CALHOUN HIGH STUDENTS DIED IN THE GREAT WAR

(05/02/2011)

L-R: Pvt. Carl Ball, Sgt. Oral Bower, and S. Sgt. Carl Chennoweth

L-R: S. Sgt. John Duskey, S. Sgt. Wilbur Hall, and Pfc. Kenneth Kendall

L-R: Cpl. Harold J. Kerby, Sgt. Gordon Miller, and Pfc. Earl Vanhorn

It would be difficult for today's students graduating at Calhoun Middle-High School to consider walking out of class one day and going off to war, not to graduate.

Many did just that during World War II.

The Calhoun High School yearbook from 1945-46 opens with a dedication page to nine high school students who went off to that great war and died in combat.

"We dedicate this yearbook to them," says the title page.

The nine pictured were just a few who made such sacrifice, while hundreds of other Calhoun men served and many died.

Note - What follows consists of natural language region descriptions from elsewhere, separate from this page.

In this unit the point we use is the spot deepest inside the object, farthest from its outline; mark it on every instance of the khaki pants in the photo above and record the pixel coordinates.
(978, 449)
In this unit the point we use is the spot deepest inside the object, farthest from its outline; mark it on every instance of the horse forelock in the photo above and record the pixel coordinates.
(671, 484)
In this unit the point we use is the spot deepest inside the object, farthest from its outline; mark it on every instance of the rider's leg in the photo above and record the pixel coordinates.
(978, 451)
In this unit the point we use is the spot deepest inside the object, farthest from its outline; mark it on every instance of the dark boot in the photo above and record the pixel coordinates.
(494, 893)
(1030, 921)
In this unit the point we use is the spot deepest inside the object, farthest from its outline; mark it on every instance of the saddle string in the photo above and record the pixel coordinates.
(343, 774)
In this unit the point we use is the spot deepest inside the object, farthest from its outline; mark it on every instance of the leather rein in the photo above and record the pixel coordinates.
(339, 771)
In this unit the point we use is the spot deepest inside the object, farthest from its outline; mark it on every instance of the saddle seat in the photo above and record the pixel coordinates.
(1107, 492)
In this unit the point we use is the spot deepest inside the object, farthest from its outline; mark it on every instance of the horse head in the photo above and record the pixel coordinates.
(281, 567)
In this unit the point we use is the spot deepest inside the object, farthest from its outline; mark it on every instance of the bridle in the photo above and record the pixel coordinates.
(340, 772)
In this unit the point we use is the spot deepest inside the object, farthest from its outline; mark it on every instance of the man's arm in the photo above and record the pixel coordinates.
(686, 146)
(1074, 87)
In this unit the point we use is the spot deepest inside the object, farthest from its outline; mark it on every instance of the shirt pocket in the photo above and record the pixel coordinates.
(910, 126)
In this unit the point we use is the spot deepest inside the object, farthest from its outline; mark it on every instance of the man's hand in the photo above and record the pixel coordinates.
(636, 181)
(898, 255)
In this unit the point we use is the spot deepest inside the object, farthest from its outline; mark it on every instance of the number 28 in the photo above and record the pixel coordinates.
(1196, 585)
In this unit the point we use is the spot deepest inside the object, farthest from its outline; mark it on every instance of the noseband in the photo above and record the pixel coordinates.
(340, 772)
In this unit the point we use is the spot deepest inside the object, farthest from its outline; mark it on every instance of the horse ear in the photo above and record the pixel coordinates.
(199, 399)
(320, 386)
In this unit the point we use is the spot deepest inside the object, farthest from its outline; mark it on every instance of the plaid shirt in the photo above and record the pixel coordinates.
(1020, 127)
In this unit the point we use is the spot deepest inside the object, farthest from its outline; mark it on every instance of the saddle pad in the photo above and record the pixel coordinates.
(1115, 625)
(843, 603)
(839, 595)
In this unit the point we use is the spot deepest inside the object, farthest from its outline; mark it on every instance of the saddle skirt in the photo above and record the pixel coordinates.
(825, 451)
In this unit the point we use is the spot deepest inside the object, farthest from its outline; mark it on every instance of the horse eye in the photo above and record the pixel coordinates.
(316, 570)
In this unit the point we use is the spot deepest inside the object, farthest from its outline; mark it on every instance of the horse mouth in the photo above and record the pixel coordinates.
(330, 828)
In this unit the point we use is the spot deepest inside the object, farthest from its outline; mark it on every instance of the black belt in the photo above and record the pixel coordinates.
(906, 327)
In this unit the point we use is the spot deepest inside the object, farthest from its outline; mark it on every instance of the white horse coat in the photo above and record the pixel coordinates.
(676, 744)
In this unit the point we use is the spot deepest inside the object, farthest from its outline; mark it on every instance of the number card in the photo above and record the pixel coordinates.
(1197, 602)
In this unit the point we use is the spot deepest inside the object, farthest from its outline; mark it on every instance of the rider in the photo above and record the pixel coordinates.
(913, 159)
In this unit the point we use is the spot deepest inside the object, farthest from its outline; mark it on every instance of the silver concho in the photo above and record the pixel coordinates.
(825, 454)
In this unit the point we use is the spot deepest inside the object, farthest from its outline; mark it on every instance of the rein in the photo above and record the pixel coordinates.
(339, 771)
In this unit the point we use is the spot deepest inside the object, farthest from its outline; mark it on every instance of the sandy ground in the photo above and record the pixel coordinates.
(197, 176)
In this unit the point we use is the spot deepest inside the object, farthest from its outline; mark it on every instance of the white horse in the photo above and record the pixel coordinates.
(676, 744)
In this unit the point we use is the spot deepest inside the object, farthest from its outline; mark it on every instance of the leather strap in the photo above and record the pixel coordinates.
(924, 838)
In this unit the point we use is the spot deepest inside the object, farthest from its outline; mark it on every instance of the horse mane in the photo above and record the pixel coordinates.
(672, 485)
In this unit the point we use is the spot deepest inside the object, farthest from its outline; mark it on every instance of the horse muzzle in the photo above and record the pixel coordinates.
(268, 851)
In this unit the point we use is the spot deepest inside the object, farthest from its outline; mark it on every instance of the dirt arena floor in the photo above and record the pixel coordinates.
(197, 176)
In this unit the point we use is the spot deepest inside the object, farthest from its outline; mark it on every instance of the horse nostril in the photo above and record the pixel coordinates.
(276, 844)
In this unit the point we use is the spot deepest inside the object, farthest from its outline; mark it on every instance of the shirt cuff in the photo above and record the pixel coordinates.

The 1945-46 yearbook was among the cheapest published at the school, poorly bound, a low-grade paper, with the captions and advertising produced with a typewriter. Resources during those years were tight.

The Senior Class has photos and names of some of the county's most outstanding citizens who came from that "greatest generation."

The Calhoun Historical Society has dutifully collected the school yearbooks over the years, and can be viewed at the Family History Center in Grantsville.